Drink water. Regular intake of water will help your internal organs detoxify and keep your body constantly hydrated. Caffeine is a diuretic that can cause people to lose fluids. The effects are mild in people who consume caffeine in moderation, but for those who are addicted or who drink mostly energy drinks, the effects can be much worse. Drinking too much caffeine coupled with low water intake can easily lead to dehydration, which causes many health problems. Try drinking 8 oz of water a day.
Don’t do it alone. Find someone who wants to give up caffeine with you. If you can’t find that kind of support, promise someone you love and respect that you’ll give up caffeine. In this way, consuming caffeine in any form will cause you to break your promise and this will give you an incentive to keep trying.
Recover from caffeine cravings
Get plenty of rest. For many people, caffeine is a way to combat poor sleep and lack of energy during the day. As you wean off caffeine, make sure you get as much sleep as you need each night. This will help your body reset and get used to not having caffeine in your system.
Limit your alcohol consumption. This, in addition to maintaining your water routine, is especially important during the first few days as your body adjusts. Alcohol will dehydrate you and, because it’s also a depressant, will increase your craving for the caffeine boost the next day.
Prepare for withdrawal symptoms. Depending on how much caffeine you’ve had, your body may be at risk of going into shock from going from consuming caffeine daily to not consuming it at all. The following symptoms of caffeine withdrawal are possible and may last for a few days after you’ve stopped:
fatigue and drowsiness
difficulty and inability to work
muscle pain or stiffness
anxiety and nervousness
Look for positive distractions. As your body withdraws from caffeine, you need to find ways to distract your mind. Think ahead of time when you may have your weakest moments (for example, in the morning, when driving near your favorite cafe, etc.) and grab your “security object” so you can get through these moments. A safety object can be something that makes you feel comfortable and helps take your mind off the caffeine.

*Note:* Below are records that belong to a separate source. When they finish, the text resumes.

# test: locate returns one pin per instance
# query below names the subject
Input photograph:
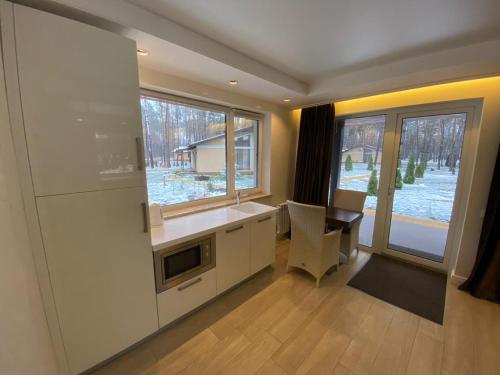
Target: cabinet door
(80, 96)
(101, 269)
(232, 256)
(187, 296)
(263, 243)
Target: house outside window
(197, 152)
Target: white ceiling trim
(133, 17)
(472, 61)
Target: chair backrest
(307, 225)
(349, 200)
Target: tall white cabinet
(79, 94)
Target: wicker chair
(312, 249)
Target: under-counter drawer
(185, 297)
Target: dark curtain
(484, 281)
(314, 155)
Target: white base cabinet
(232, 256)
(244, 250)
(185, 297)
(262, 243)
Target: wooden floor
(278, 323)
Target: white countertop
(187, 227)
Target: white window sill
(210, 206)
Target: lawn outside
(421, 211)
(177, 185)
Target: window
(361, 159)
(246, 141)
(186, 146)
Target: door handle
(234, 229)
(145, 217)
(138, 149)
(391, 190)
(188, 284)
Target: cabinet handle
(140, 158)
(234, 229)
(191, 283)
(145, 217)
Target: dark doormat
(415, 289)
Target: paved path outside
(427, 241)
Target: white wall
(489, 138)
(25, 344)
(279, 131)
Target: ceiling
(313, 39)
(311, 50)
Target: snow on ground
(430, 197)
(168, 187)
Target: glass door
(422, 192)
(360, 166)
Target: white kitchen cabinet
(101, 270)
(185, 297)
(80, 98)
(262, 242)
(232, 255)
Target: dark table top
(338, 217)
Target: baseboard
(456, 279)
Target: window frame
(230, 114)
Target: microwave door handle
(190, 283)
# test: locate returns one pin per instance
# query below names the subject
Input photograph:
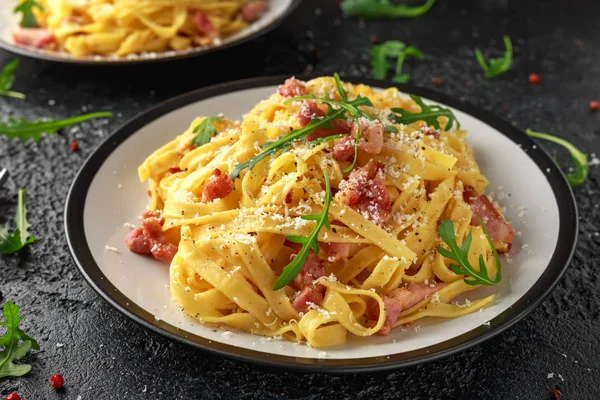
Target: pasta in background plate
(123, 27)
(233, 204)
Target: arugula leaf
(25, 130)
(7, 78)
(461, 256)
(356, 143)
(351, 106)
(291, 270)
(14, 351)
(10, 243)
(286, 141)
(383, 8)
(26, 7)
(205, 131)
(390, 49)
(579, 158)
(496, 66)
(428, 114)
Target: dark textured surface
(105, 356)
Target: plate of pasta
(133, 31)
(321, 224)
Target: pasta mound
(125, 27)
(377, 268)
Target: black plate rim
(48, 56)
(567, 237)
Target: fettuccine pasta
(230, 230)
(125, 27)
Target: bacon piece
(309, 294)
(219, 185)
(501, 231)
(398, 300)
(371, 140)
(204, 26)
(253, 10)
(343, 150)
(289, 196)
(313, 269)
(150, 238)
(366, 193)
(292, 87)
(40, 38)
(137, 242)
(427, 130)
(335, 251)
(309, 110)
(371, 135)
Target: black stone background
(106, 356)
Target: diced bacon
(366, 193)
(308, 295)
(501, 231)
(253, 10)
(398, 300)
(292, 87)
(427, 130)
(312, 270)
(219, 185)
(335, 251)
(150, 239)
(371, 140)
(289, 196)
(309, 110)
(72, 19)
(343, 150)
(36, 37)
(204, 26)
(137, 242)
(371, 135)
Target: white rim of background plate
(277, 12)
(107, 193)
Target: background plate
(278, 10)
(107, 193)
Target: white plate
(277, 12)
(107, 193)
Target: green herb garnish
(428, 114)
(286, 141)
(581, 169)
(283, 143)
(390, 49)
(26, 7)
(10, 243)
(291, 270)
(205, 130)
(461, 256)
(20, 128)
(7, 78)
(356, 144)
(351, 106)
(383, 8)
(13, 350)
(496, 66)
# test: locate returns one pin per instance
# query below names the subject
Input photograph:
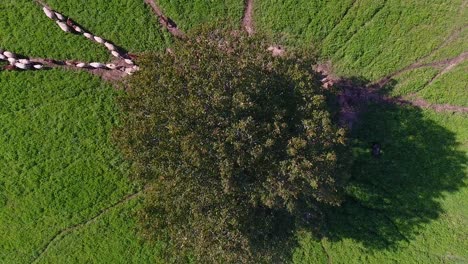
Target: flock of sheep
(67, 25)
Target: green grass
(367, 38)
(111, 239)
(409, 205)
(24, 28)
(58, 167)
(450, 88)
(57, 164)
(190, 14)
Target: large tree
(237, 146)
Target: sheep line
(67, 25)
(37, 64)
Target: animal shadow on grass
(391, 197)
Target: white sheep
(97, 65)
(109, 46)
(59, 16)
(115, 54)
(21, 66)
(111, 66)
(87, 35)
(9, 54)
(99, 40)
(63, 26)
(49, 13)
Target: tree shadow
(391, 197)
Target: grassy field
(59, 169)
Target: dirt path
(166, 22)
(419, 102)
(106, 74)
(324, 248)
(70, 229)
(247, 20)
(447, 65)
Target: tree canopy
(236, 145)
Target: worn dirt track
(247, 20)
(166, 22)
(446, 66)
(60, 234)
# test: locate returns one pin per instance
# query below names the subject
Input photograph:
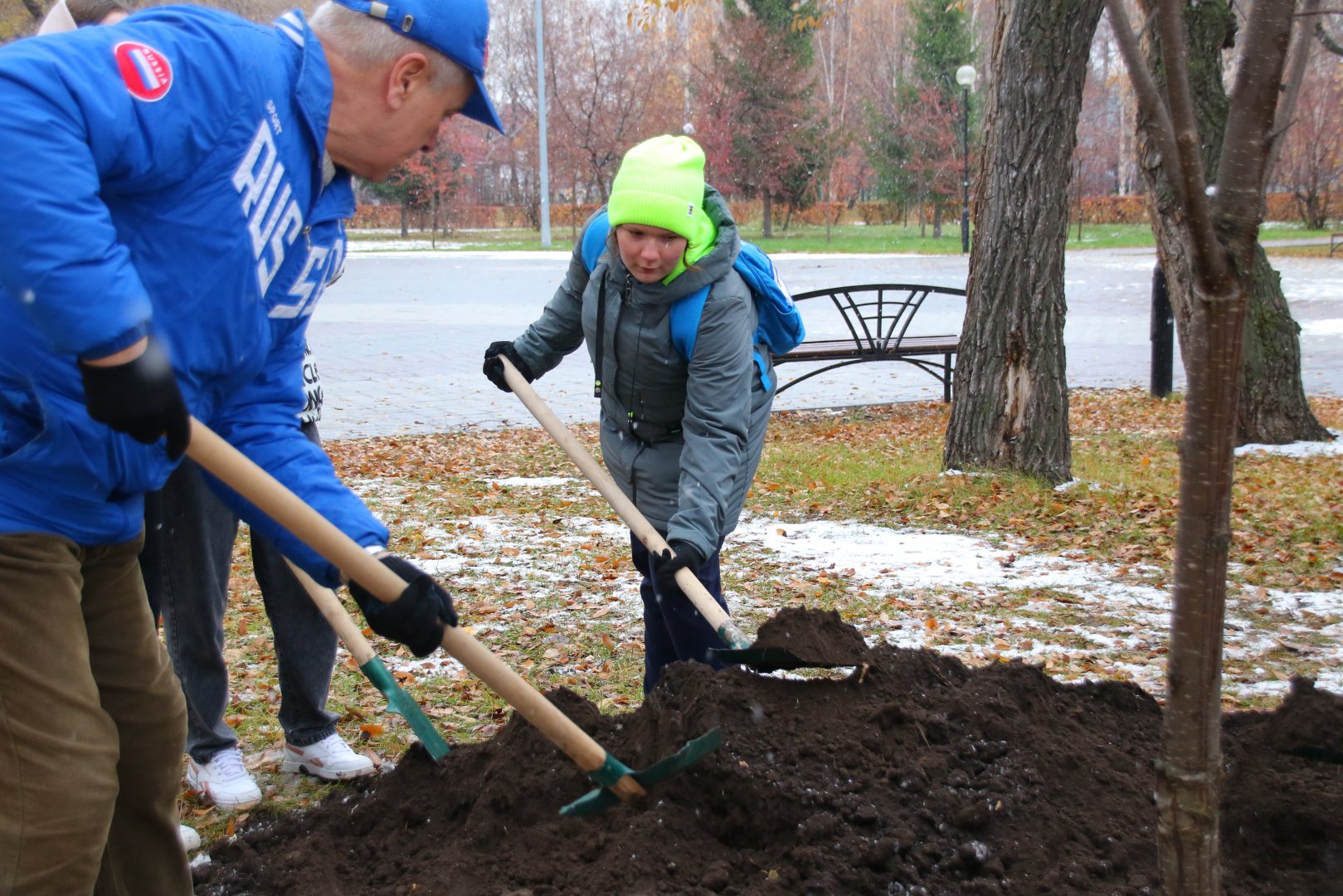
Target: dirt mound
(911, 776)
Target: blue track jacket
(164, 175)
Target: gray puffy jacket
(681, 438)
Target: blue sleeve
(262, 422)
(73, 134)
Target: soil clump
(912, 776)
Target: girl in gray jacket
(683, 437)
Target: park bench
(873, 324)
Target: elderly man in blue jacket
(175, 190)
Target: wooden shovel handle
(336, 616)
(624, 507)
(317, 533)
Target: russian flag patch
(144, 69)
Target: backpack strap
(594, 241)
(685, 321)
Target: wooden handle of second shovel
(334, 613)
(624, 507)
(312, 528)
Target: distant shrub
(817, 214)
(878, 212)
(1112, 210)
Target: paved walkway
(399, 340)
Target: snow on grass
(980, 598)
(1297, 449)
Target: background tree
(759, 99)
(1219, 236)
(1272, 405)
(1010, 384)
(1311, 163)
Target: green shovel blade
(401, 703)
(772, 660)
(602, 798)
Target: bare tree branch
(1297, 56)
(1251, 117)
(1185, 121)
(1149, 95)
(1327, 41)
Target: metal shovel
(616, 781)
(740, 649)
(353, 638)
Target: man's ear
(406, 75)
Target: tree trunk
(1271, 371)
(1273, 407)
(1011, 388)
(1190, 763)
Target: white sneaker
(329, 759)
(188, 837)
(223, 781)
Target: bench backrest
(878, 314)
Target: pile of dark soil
(911, 776)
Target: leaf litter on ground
(850, 511)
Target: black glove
(665, 564)
(416, 617)
(494, 367)
(140, 398)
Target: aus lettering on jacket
(275, 222)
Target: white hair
(370, 42)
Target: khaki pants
(91, 726)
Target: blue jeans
(673, 629)
(190, 539)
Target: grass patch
(551, 590)
(842, 238)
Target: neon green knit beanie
(661, 184)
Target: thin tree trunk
(1190, 765)
(1010, 387)
(1273, 407)
(1216, 246)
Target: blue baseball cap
(457, 28)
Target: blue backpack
(779, 323)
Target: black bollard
(1162, 336)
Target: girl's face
(650, 253)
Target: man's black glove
(665, 564)
(494, 367)
(416, 618)
(140, 398)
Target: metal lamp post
(966, 78)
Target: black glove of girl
(494, 367)
(665, 564)
(416, 618)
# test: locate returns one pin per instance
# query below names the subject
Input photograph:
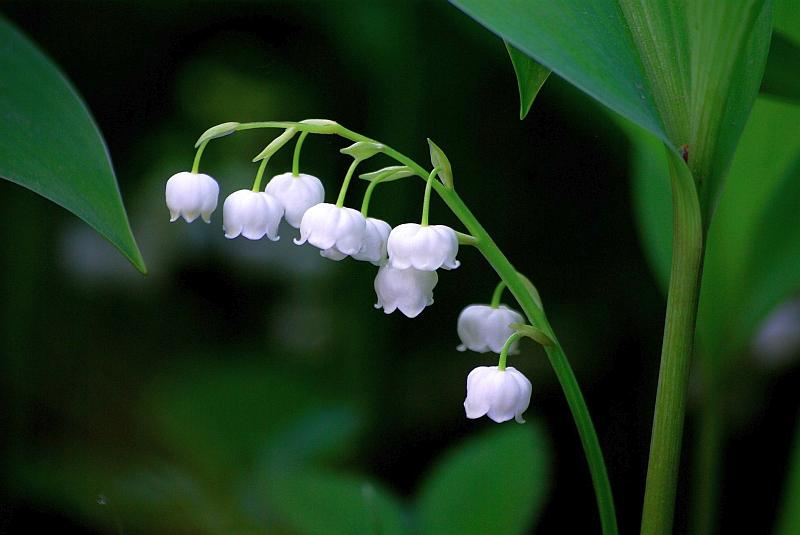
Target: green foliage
(782, 75)
(750, 254)
(789, 514)
(439, 160)
(493, 483)
(214, 132)
(50, 144)
(586, 43)
(531, 76)
(320, 503)
(690, 85)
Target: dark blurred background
(111, 376)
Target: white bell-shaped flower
(409, 290)
(424, 247)
(191, 195)
(297, 194)
(252, 214)
(373, 249)
(338, 231)
(484, 328)
(499, 394)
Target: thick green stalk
(676, 351)
(555, 353)
(708, 463)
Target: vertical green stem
(260, 174)
(498, 292)
(501, 364)
(676, 351)
(196, 163)
(426, 202)
(296, 158)
(555, 353)
(708, 463)
(346, 183)
(368, 197)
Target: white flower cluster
(407, 256)
(499, 393)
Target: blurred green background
(251, 386)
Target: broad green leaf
(530, 78)
(50, 144)
(741, 244)
(729, 56)
(586, 43)
(691, 85)
(323, 503)
(782, 75)
(774, 258)
(495, 482)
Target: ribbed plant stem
(676, 351)
(708, 463)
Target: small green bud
(361, 150)
(393, 172)
(440, 161)
(220, 130)
(327, 126)
(276, 144)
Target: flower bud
(297, 194)
(409, 290)
(374, 247)
(339, 232)
(483, 328)
(499, 394)
(191, 195)
(252, 214)
(426, 248)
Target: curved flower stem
(346, 183)
(498, 293)
(259, 175)
(197, 156)
(501, 363)
(426, 201)
(526, 299)
(368, 197)
(296, 158)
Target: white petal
(297, 194)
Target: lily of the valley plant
(408, 257)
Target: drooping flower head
(374, 247)
(191, 195)
(483, 328)
(499, 394)
(297, 194)
(338, 231)
(408, 290)
(252, 214)
(423, 247)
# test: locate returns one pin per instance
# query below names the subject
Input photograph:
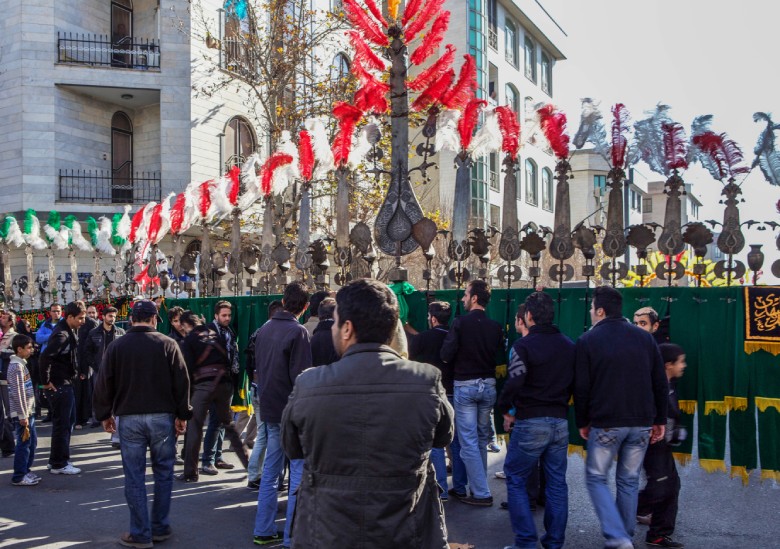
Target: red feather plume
(235, 184)
(410, 11)
(205, 198)
(138, 218)
(620, 124)
(675, 146)
(510, 131)
(371, 5)
(435, 70)
(177, 213)
(434, 92)
(553, 124)
(348, 117)
(468, 121)
(305, 155)
(364, 24)
(432, 40)
(274, 162)
(464, 88)
(363, 52)
(431, 8)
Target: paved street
(715, 511)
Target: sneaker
(67, 470)
(479, 502)
(128, 540)
(265, 540)
(26, 481)
(662, 541)
(209, 470)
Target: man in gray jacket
(382, 492)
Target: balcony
(105, 187)
(100, 50)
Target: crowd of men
(149, 390)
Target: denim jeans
(545, 438)
(62, 405)
(25, 449)
(156, 432)
(474, 399)
(261, 441)
(629, 444)
(214, 439)
(267, 497)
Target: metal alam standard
(444, 101)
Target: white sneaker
(67, 470)
(26, 481)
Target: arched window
(546, 74)
(547, 190)
(510, 42)
(530, 59)
(121, 158)
(240, 142)
(531, 184)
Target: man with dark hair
(210, 367)
(384, 494)
(471, 347)
(426, 347)
(538, 389)
(314, 310)
(97, 341)
(620, 400)
(59, 367)
(282, 351)
(174, 317)
(214, 438)
(144, 382)
(322, 350)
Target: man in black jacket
(144, 382)
(59, 367)
(541, 374)
(471, 347)
(620, 399)
(322, 350)
(426, 347)
(282, 351)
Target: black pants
(203, 394)
(62, 405)
(662, 491)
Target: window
(510, 42)
(530, 59)
(547, 190)
(121, 158)
(531, 184)
(240, 142)
(546, 74)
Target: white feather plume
(321, 146)
(488, 138)
(104, 237)
(447, 136)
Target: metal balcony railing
(102, 186)
(102, 50)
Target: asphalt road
(89, 509)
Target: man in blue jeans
(282, 351)
(471, 347)
(620, 399)
(541, 375)
(144, 381)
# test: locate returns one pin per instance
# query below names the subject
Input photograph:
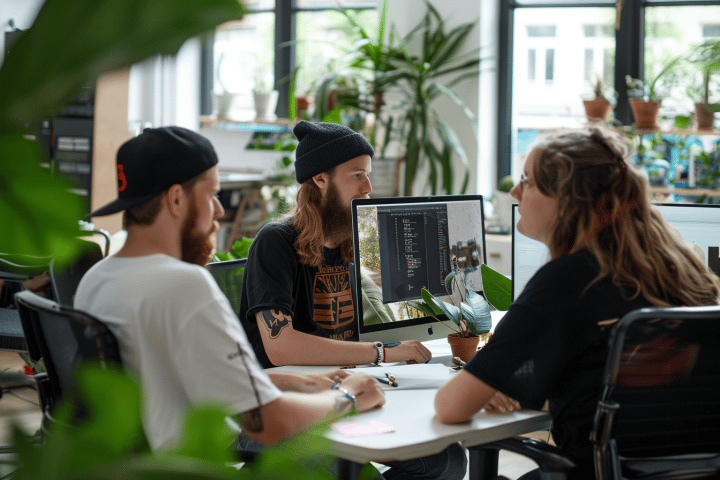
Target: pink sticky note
(358, 429)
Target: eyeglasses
(524, 180)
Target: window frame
(628, 61)
(285, 21)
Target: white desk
(418, 433)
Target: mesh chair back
(14, 270)
(66, 337)
(66, 280)
(229, 277)
(661, 386)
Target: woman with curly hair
(610, 253)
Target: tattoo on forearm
(275, 321)
(252, 421)
(341, 401)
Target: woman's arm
(461, 397)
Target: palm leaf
(497, 288)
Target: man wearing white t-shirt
(174, 326)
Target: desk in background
(246, 201)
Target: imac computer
(404, 244)
(698, 224)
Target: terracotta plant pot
(704, 117)
(597, 110)
(645, 113)
(463, 347)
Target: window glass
(244, 60)
(558, 52)
(324, 37)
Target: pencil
(386, 381)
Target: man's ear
(176, 200)
(322, 180)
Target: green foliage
(506, 183)
(667, 75)
(377, 65)
(497, 288)
(69, 45)
(473, 314)
(706, 57)
(110, 443)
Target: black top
(318, 299)
(549, 346)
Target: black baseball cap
(155, 160)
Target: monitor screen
(698, 224)
(404, 244)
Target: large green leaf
(476, 312)
(497, 288)
(69, 45)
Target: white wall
(405, 14)
(21, 12)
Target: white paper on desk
(407, 377)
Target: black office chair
(14, 270)
(65, 279)
(229, 277)
(658, 416)
(63, 337)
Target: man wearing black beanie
(297, 306)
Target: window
(572, 43)
(270, 42)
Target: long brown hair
(307, 220)
(604, 206)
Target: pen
(386, 380)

It can be a stuffed toy, a pocket video game, making a call to your best friend, doing a crossword puzzle, etc. You can have as many security items as you think you need, just make sure you always have one on hand.
Increase your energy without caffeine
Listen to songs that have energetic rhythms. If you can listen to music at work, why not put on some songs that get your heart pumping and make you want to dance? It’s a surefire way to beat the mid-afternoon slump.
Turn the lights on or off. Your body naturally responds to changes in lighting, so if it’s artificially dark where you work or sleep, staying alert can be much more difficult. Conversely, if you keep a lot of lights on, your body won’t be able to tell when it’s really tired and will need more rest, since you’re giving up caffeine. Try keeping your blinds open a bit so you can wake up naturally in the morning, or add some dim lights to your work space to keep you from feeling sleepy during the day.
Stop slouching. Slouching at your desk won’t help you stay awake. Sitting in an ergonomic way can make you feel more alert and ready to work. Consider standing up while you work or bringing a yoga ball to the office to sit on. Why not include a seated exercise to boost your energy level?